Münür Rahvancıoğlu: Ersin Tatar ve temsil ettiği olgular halk tarafından mantıksal olarak reddedildi

Bağımsızlık Yolu Mali Sekreteri Münür Rahvancıoğlu, cumhurbaşkanlığı seçim sürecine dair siyasal analizlerini paylaşarak, seçimden yaklaşık bir buçuk ay önce tablonun Bağımsızlık Yolu için netleştiğini ve Tufan Erhürman’ın seçimi kazanacağını öngördüklerini aktardı. Rahvancıoğlu, bu öngörünün temel nedeninin, Ersin Tatar ve temsil ettiği olguların halk tarafından duygusal ve mantıksal olarak reddedilmesi olduğunu izah etti.

Bağımsızlık Yolu Mali Sekreteri Münür Rahvancıoğlu, Ahmet Kaptan’ın sunduğu Kaptan’ın Günlüğü programında açıklamalarda bulundu.

“CUMARTESİ ÇALIŞTIRMAK VE 40 SAATLİK YASAL LİMİT ÜSTÜNÜ ÖDEMEMEK SUÇ TEŞKİL EDİYOR”

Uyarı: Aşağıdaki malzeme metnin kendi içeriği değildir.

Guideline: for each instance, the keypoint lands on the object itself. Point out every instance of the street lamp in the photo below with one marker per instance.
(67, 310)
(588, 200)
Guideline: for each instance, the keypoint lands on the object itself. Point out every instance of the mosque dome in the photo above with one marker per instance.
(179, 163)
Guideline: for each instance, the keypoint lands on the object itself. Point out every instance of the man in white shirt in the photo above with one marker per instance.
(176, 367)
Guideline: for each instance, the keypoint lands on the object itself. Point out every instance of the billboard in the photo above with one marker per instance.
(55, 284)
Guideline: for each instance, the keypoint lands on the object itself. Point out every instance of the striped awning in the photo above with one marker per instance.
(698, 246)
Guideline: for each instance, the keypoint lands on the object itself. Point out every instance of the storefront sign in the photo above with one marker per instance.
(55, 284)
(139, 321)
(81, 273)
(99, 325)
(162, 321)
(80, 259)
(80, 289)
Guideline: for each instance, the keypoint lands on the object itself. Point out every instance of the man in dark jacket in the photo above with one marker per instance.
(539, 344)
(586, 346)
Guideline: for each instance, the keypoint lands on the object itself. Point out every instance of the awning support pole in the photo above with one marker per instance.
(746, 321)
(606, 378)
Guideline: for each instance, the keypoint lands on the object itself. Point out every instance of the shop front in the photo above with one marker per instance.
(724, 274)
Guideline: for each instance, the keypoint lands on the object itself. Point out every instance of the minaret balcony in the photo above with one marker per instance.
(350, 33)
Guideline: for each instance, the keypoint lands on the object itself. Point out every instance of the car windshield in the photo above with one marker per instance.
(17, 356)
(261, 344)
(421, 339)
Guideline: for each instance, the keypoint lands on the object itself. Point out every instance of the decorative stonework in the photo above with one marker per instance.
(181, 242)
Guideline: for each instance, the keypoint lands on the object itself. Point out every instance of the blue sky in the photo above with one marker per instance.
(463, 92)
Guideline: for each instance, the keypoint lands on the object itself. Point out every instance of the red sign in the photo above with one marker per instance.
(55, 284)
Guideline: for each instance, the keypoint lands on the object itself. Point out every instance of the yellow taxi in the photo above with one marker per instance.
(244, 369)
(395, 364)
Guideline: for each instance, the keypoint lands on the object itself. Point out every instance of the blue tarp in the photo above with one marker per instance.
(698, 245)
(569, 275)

Bağımsızlık Yolu Mali Sekreteri Münür Rahvancıoğlu, özel sektördeki işçi hakları ihlallerine dikkat çekerek, neredeyse özel sektörün yüzde 70 ila 80'inin çalışanlara asgari ücret ödediğini belirtti. Çalışanların minimum 8 saat, hatta 9 veya 10 saat çalıştığını vurgulayan Rahvancıoğlu, mevcut yasaya göre günlük 8 saat çalışmanın haftalık 40 saatlik yasal limiti doldurduğunu ifade etti. Pazartesiden cumaya 40 saati dolduran işçilerin cumartesi günleri çalıştırılmasının ek mesai değil, "angarya" olduğunu dile getirdi. Rahvancıoğlu, asgari ücretle maaş ödenen bu durumda, cumartesi çalıştırma kararı alan iş yerlerinin maaş artışı sağlaması ve ücreti asgari ücret üzerinden değil, daha yukarıdan ödemesi gerektiğini vurguladı. Yasalara göre ek mesai çalışmanın zorunlu olmadığını ve işçinin onayının alınması gerektiğini hatırlatan Rahvancıoğlu, yaratılan baskı ortamı nedeniyle işçilerin zorunlu çalıştırıldığını söyledi. Ayrıca, sadece cumartesi çalıştırılmanın değil, bu çalışmanın parasının ödenmemesinin de büyük bir sorun ve suç teşkil ettiğini belirtti.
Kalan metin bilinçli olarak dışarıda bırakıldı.